Another band from the tasteful (and tastemaking) Florida indie house of New Granada Records (home to notables The Pauses, Sleepy Vikings, The Tenant, Sunbears and New Roman Times), King of Spain will be coming to town exactly one day after the release of its breath-sappingly named sophomore full-length, All I Did Was Tell Them the Truth and They Thought It Was Hell, which, yes, very nearly eats up the word count here alone. Besides showcasing the project's first LP in four years, this slate of live shows is particularly noteworthy for another reason: Tampa musician Matt Slate's one-man project recently has expanded into a duo with the addition of Daniel Wainwright, who now contributes both bass and songwriting heft.

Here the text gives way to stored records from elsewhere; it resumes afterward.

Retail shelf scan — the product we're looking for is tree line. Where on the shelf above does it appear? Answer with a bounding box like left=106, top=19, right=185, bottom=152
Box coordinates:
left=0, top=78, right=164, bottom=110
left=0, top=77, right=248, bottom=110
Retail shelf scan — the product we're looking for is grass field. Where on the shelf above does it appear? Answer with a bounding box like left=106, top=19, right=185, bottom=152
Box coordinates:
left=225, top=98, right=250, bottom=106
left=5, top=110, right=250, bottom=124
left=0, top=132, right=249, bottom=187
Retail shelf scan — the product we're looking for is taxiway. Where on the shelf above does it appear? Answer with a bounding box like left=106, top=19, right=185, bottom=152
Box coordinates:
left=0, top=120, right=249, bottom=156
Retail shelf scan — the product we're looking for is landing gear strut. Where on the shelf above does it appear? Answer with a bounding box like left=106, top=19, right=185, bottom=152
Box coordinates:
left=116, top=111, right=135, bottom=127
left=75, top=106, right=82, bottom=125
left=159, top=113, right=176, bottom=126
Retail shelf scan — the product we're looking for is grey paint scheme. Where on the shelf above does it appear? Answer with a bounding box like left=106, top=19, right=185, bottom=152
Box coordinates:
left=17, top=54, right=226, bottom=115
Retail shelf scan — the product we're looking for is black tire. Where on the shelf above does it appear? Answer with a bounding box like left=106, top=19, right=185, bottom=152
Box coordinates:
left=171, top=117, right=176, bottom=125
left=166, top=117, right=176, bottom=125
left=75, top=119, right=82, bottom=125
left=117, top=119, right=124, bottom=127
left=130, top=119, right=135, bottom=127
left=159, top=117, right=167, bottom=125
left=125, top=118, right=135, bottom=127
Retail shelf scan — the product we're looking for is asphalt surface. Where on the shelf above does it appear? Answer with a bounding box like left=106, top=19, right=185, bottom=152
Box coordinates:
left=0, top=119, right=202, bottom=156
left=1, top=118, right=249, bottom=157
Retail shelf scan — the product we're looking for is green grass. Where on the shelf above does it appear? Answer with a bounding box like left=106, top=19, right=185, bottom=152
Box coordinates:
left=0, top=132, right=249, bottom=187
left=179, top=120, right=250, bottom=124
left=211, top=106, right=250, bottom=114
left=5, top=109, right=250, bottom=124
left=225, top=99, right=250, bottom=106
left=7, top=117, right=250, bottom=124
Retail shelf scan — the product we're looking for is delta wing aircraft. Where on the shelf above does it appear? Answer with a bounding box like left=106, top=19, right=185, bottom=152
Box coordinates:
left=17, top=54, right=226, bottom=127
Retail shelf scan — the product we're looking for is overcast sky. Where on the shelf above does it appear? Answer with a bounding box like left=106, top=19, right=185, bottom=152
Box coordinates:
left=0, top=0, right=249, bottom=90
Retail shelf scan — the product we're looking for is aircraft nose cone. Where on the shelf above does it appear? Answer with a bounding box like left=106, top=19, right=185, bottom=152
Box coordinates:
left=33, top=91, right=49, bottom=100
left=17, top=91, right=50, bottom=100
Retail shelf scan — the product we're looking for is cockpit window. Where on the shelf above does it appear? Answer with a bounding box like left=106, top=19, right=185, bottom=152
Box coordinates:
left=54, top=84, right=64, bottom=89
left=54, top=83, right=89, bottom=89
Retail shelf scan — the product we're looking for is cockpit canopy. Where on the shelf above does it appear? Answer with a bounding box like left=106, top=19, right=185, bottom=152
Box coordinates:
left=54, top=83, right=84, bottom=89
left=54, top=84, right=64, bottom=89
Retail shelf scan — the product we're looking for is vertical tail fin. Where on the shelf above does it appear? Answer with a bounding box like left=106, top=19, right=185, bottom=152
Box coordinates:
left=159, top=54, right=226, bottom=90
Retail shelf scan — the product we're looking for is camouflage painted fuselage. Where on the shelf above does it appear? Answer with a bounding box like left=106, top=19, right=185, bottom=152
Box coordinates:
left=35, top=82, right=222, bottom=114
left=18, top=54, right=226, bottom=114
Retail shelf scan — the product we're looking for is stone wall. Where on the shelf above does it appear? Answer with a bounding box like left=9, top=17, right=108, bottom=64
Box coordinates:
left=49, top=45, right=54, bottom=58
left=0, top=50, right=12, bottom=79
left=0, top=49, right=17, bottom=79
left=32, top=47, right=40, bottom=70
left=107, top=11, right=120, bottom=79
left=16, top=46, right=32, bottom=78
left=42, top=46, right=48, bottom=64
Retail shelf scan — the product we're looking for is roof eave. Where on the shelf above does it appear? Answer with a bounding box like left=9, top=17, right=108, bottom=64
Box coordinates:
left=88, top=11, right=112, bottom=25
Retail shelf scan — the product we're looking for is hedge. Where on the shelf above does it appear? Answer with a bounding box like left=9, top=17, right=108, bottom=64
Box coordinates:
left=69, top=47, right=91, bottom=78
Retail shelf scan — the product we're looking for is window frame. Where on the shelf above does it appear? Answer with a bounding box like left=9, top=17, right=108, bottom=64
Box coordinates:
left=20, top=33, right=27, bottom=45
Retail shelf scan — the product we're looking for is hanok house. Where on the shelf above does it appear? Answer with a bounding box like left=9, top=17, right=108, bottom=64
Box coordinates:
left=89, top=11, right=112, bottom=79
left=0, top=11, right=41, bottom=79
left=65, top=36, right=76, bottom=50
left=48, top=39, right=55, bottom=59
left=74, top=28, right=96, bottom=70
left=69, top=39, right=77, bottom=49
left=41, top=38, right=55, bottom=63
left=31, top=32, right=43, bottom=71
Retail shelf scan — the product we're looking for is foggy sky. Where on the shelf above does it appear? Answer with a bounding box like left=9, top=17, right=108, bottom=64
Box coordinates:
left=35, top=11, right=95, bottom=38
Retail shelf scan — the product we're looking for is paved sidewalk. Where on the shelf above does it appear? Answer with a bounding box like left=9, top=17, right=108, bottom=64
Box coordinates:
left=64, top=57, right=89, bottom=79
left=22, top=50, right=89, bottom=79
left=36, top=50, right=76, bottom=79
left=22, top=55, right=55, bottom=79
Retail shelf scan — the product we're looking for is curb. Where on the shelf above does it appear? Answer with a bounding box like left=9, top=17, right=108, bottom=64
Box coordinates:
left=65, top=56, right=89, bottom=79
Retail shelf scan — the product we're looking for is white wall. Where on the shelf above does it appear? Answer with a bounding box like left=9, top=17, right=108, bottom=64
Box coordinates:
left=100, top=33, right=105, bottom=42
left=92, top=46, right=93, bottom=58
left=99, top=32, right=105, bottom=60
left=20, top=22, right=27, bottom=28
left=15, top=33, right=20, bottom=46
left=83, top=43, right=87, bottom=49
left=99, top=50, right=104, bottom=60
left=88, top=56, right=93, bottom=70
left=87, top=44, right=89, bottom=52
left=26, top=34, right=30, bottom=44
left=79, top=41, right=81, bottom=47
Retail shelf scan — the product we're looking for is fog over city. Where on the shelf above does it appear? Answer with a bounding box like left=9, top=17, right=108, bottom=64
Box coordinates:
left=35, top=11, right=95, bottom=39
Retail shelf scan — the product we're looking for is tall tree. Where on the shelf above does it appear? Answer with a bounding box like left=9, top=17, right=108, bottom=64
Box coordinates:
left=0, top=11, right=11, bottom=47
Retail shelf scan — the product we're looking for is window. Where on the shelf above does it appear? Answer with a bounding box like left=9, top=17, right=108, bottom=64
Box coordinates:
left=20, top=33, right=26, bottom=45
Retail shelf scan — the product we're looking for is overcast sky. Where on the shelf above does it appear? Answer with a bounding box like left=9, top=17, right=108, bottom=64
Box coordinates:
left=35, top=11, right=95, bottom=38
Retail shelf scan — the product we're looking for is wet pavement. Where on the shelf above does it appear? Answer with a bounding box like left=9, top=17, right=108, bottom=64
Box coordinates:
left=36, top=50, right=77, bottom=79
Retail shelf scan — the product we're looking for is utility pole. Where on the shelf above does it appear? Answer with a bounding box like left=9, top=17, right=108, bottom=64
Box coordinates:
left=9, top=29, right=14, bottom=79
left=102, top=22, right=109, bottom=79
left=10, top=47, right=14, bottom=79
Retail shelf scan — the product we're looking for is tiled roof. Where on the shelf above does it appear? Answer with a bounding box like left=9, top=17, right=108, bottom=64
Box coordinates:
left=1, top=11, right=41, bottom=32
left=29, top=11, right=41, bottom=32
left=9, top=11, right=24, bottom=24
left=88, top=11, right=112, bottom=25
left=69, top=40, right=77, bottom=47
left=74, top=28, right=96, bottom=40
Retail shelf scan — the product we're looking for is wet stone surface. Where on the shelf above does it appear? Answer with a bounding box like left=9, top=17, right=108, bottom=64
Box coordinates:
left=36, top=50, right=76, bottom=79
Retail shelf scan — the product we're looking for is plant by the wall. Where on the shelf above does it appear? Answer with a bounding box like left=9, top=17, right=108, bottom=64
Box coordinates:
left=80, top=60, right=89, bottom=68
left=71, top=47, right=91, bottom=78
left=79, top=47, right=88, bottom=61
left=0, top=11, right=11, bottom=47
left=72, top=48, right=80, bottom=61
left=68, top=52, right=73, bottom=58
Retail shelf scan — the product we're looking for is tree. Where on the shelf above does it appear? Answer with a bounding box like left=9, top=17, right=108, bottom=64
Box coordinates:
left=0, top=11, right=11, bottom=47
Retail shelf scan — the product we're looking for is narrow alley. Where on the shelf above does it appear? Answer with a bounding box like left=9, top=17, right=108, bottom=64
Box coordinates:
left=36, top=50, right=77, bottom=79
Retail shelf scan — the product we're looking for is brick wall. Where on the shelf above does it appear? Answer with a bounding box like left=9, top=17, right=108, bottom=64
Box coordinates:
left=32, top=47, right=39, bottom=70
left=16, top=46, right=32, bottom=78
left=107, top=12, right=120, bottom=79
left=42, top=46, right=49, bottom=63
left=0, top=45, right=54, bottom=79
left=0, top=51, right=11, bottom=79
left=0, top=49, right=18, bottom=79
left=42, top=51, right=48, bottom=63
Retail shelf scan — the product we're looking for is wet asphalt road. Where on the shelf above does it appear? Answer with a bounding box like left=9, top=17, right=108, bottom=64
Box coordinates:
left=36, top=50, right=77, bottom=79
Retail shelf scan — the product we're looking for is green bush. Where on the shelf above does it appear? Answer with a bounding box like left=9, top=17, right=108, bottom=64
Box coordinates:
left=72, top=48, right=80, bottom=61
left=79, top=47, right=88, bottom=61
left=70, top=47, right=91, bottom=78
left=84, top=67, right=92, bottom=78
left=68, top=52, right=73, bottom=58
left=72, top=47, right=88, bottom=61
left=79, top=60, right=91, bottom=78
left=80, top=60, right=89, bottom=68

Like a more vocal, less glitchy cousin of The Album Leaf, the atmospheric but distilled pop on King of Spain's new work is a marriage of organic and electronic sounds that steers clear of cheap, bombastic contrast. The record is an eternally twilit work wherein these elements are rendered with enough deftness and maturity to seem like natural complements. Its delicate, halcyon music exists between planes of consciousness, but sleepy it is not.

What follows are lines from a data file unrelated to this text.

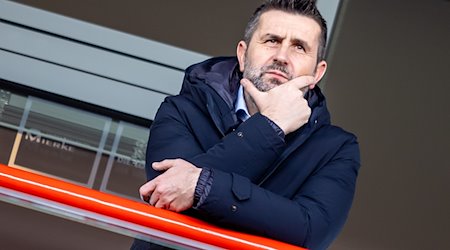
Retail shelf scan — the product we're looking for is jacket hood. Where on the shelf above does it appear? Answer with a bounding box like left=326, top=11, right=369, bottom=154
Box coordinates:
left=181, top=57, right=241, bottom=109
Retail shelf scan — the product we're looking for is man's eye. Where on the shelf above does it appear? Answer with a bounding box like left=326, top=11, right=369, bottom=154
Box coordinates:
left=296, top=45, right=305, bottom=51
left=266, top=39, right=278, bottom=44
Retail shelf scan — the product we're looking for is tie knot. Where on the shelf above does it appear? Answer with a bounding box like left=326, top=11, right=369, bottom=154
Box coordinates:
left=236, top=109, right=247, bottom=123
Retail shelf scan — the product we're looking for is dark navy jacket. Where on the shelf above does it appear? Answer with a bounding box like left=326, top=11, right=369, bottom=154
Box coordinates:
left=145, top=57, right=360, bottom=249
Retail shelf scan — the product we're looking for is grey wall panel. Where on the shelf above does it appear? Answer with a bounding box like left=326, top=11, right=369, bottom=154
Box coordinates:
left=0, top=22, right=184, bottom=96
left=0, top=0, right=213, bottom=121
left=0, top=0, right=209, bottom=70
left=0, top=50, right=166, bottom=120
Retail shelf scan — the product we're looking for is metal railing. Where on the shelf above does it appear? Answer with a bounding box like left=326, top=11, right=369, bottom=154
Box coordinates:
left=0, top=164, right=305, bottom=249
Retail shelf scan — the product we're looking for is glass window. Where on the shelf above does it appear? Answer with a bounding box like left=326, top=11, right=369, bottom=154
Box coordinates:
left=101, top=121, right=149, bottom=200
left=0, top=85, right=149, bottom=200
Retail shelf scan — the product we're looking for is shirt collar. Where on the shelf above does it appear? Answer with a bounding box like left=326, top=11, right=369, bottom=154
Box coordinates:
left=234, top=85, right=250, bottom=121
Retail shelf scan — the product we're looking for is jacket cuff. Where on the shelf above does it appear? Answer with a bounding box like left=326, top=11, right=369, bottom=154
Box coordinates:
left=262, top=115, right=285, bottom=139
left=193, top=167, right=213, bottom=209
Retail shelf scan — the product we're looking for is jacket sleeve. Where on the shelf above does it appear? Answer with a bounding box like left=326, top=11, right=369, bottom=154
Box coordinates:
left=146, top=98, right=285, bottom=182
left=195, top=136, right=360, bottom=250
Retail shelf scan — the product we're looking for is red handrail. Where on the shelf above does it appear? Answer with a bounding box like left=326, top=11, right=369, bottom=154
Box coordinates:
left=0, top=164, right=305, bottom=249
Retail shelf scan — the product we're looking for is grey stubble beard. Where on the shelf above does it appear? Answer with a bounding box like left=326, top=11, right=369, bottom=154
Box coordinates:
left=242, top=59, right=292, bottom=92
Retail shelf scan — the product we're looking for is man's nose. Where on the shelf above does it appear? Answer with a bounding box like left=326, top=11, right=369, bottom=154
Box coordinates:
left=273, top=45, right=289, bottom=65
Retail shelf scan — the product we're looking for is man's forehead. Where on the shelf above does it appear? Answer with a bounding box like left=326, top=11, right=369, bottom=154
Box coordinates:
left=255, top=10, right=321, bottom=43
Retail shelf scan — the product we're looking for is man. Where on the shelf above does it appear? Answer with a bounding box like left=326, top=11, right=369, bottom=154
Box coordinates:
left=136, top=0, right=360, bottom=249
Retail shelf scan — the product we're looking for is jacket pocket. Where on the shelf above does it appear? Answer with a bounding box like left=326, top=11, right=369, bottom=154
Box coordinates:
left=231, top=173, right=252, bottom=201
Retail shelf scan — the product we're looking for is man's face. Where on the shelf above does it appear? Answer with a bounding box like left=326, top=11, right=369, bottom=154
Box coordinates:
left=237, top=10, right=327, bottom=91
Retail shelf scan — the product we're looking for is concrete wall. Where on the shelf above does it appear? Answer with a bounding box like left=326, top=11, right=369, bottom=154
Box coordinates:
left=324, top=0, right=450, bottom=249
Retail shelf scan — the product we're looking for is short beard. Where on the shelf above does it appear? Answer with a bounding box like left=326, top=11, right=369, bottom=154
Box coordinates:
left=243, top=59, right=292, bottom=92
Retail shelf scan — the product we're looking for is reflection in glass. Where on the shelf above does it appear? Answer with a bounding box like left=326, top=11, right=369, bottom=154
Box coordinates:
left=13, top=97, right=111, bottom=186
left=0, top=89, right=26, bottom=165
left=101, top=121, right=148, bottom=200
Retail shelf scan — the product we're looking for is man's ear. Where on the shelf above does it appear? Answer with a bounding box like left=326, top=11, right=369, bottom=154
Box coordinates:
left=236, top=41, right=247, bottom=72
left=313, top=60, right=328, bottom=84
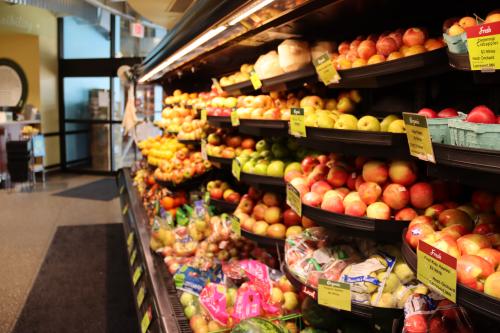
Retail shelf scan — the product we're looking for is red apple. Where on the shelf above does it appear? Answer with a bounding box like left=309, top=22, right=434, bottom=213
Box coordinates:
left=403, top=27, right=426, bottom=46
left=382, top=183, right=410, bottom=210
left=302, top=192, right=323, bottom=207
left=283, top=208, right=301, bottom=227
left=345, top=200, right=367, bottom=217
left=362, top=160, right=388, bottom=184
left=376, top=36, right=398, bottom=56
left=437, top=108, right=459, bottom=118
left=485, top=272, right=500, bottom=298
left=417, top=108, right=437, bottom=118
left=395, top=207, right=418, bottom=221
left=306, top=164, right=329, bottom=186
left=285, top=170, right=303, bottom=183
left=388, top=30, right=403, bottom=48
left=326, top=166, right=348, bottom=187
left=424, top=204, right=446, bottom=219
left=357, top=40, right=377, bottom=60
left=210, top=187, right=223, bottom=200
left=346, top=172, right=358, bottom=190
left=263, top=192, right=281, bottom=207
left=358, top=182, right=382, bottom=204
left=410, top=182, right=434, bottom=209
left=301, top=156, right=319, bottom=173
left=477, top=248, right=500, bottom=270
left=404, top=313, right=427, bottom=333
left=389, top=160, right=417, bottom=186
left=429, top=317, right=448, bottom=333
left=441, top=224, right=468, bottom=240
left=311, top=180, right=333, bottom=197
left=320, top=192, right=344, bottom=214
left=457, top=254, right=495, bottom=291
left=438, top=209, right=473, bottom=231
left=472, top=190, right=495, bottom=212
left=226, top=192, right=241, bottom=203
left=247, top=187, right=262, bottom=201
left=253, top=203, right=268, bottom=221
left=424, top=233, right=461, bottom=258
left=409, top=215, right=435, bottom=228
left=366, top=202, right=391, bottom=220
left=457, top=234, right=492, bottom=256
left=406, top=223, right=435, bottom=249
left=301, top=216, right=316, bottom=228
left=338, top=41, right=350, bottom=55
left=466, top=105, right=496, bottom=124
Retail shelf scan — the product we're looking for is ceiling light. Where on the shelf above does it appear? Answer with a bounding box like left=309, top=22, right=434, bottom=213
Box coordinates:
left=228, top=0, right=276, bottom=26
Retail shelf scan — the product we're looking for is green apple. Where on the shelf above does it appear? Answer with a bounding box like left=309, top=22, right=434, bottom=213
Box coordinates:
left=296, top=147, right=309, bottom=160
left=237, top=155, right=249, bottom=165
left=380, top=115, right=400, bottom=132
left=242, top=160, right=255, bottom=173
left=394, top=261, right=415, bottom=284
left=334, top=114, right=358, bottom=130
left=317, top=113, right=336, bottom=128
left=305, top=114, right=318, bottom=127
left=250, top=151, right=260, bottom=159
left=388, top=119, right=405, bottom=133
left=271, top=143, right=289, bottom=159
left=337, top=96, right=354, bottom=113
left=284, top=162, right=302, bottom=175
left=224, top=97, right=238, bottom=108
left=254, top=162, right=269, bottom=176
left=184, top=304, right=197, bottom=319
left=180, top=292, right=196, bottom=307
left=287, top=139, right=299, bottom=151
left=227, top=288, right=237, bottom=307
left=259, top=150, right=272, bottom=159
left=267, top=160, right=285, bottom=177
left=357, top=115, right=381, bottom=131
left=255, top=140, right=269, bottom=152
left=377, top=272, right=400, bottom=293
left=283, top=292, right=299, bottom=311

In fact, the gentle, patiently unfurling style belies the album's well-etched songs. Sure, King of Spain's meditative sounds are suspended amid spindly details and rustic echoes. But more than just pretty patterns, this is moody, abstract music, the child of complete pop ideas. Proof positive lies throughout, in the whispering title track, the softly burning melodic loops of "Perception" and especially the crystalline "Green Eyes"—a gorgeous jaunt that would perfectly soundtrack either the interstate or the trail.